The military talks, initially slated for May, were postponed, as Pyongyang abruptly canceled bilateral high-level talks in protest of annual South Korea-U.S. air force drills.

At the military talks, the two sides are expected to touch first on less sensitive issues, such as restoring a military communication line, holding defense talks on a regular basis and establishing a hotline between their top commanders.

But they could also exchange views on thorny issues, such as turning the Northern Limit Line (NLL), a de facto sea border, into a maritime peace zone and transforming the heavily fortified demilitarized zone (DMZ) into a peace zone.

During the Panmunjom summit in April, South Korean President Moon Jae-in and North Korean leader Kim Jong-un agreed to work together to address the knotty issues surrounding the NLL and DMZ.

The NLL has long been a thorn in the two Koreas’ ties, as Pyongyang has disputed it by arguing that it was drawn unilaterally by the U.S.-led United Nations Command (UNC) after the end of the 1950-53 Korean War. The North has claimed that the line should be redrawn further south.

During the two-year armistice negotiations, the UNC and the communist side agreed on the land demarcation line, but they failed to reach a consensus over the maritime demarcation.

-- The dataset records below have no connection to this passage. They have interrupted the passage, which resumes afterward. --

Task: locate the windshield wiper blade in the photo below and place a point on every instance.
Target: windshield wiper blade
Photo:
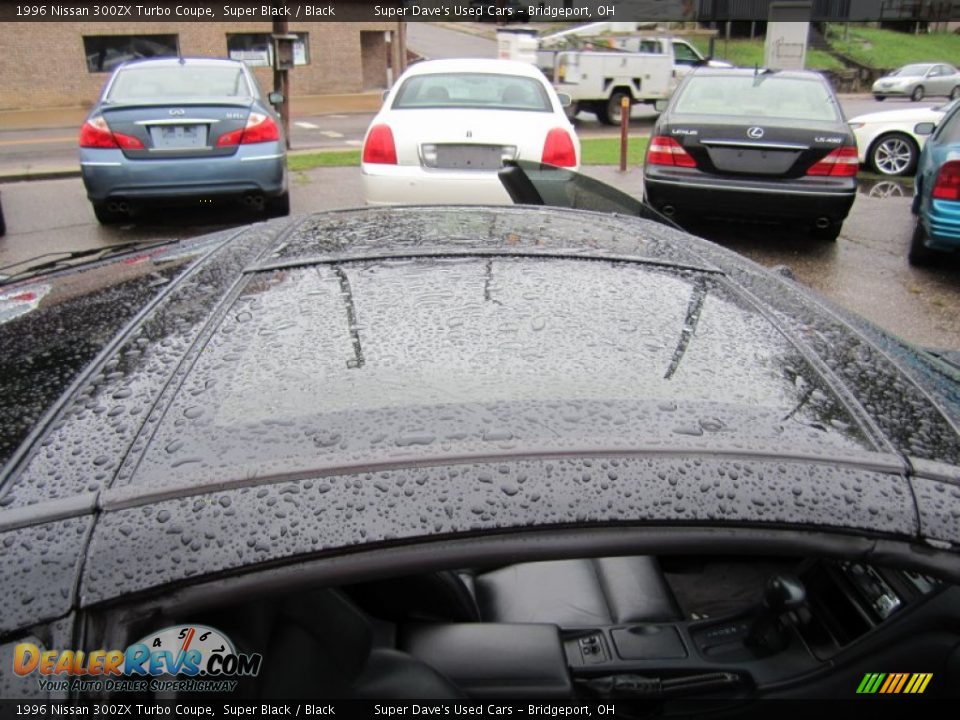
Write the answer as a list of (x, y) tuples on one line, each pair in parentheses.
[(37, 265)]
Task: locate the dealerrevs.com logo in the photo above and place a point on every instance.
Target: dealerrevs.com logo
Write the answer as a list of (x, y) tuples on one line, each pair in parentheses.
[(182, 658)]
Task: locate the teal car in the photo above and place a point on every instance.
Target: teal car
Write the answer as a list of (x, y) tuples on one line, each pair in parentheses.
[(936, 201)]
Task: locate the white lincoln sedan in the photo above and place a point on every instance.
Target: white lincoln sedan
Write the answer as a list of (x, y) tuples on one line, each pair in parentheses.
[(447, 126)]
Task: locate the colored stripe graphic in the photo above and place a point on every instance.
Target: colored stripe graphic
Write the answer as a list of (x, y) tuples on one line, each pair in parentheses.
[(870, 683), (894, 683)]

At the time, the two sides remained poles apart over the scope of territorial waters. The UNC stuck to the international standard of a territorial sea limit of three nautical miles so as to put the five western border islands, including Yeonpyeong Island, under its control. The North, at the time, claimed a 12-nautical-mile limit from its coastline.

Then UNC Commander Mark W. Clark drew the Northern Boundary Line in the East Sea in August 1953 by extending the land demarcation line to limit the operational areas of UNC air and naval forces with an aim to prevent needless conflict and stably manage the armistice.

For the same purpose, the commander established the Northern Patrol Limit Line in the West Sea in line with the three-nautical-mile standard. In 1997, names of the two lines were unified into the Northern Limit Line.

Since the early 1970s, Pyongyang has challenged the NLL through surprise crossings or naval attacks, turning the waters near the NLL into a major flashpoint. The dispute continued despite a 1992 agreement that until a “nonaggression maritime boundary” is fixed, the two sides will regard the area, which has been managed by each other’s military, as a zone of nonaggression.

In next week’s military talks, the two sides are expected to spar over how to designate a maritime peace zone involving the NLL.

The issue of turning the DMZ into a peace zone is another challenge.

Some observers have raised the possibility that the two militaries could discuss reducing or withdrawing some military equipment or guard posts in the buffer zone, as part of efforts to prevent accidental clashes and reduce border tensions.

The general-level inter-Korean talks were last held in December 2007.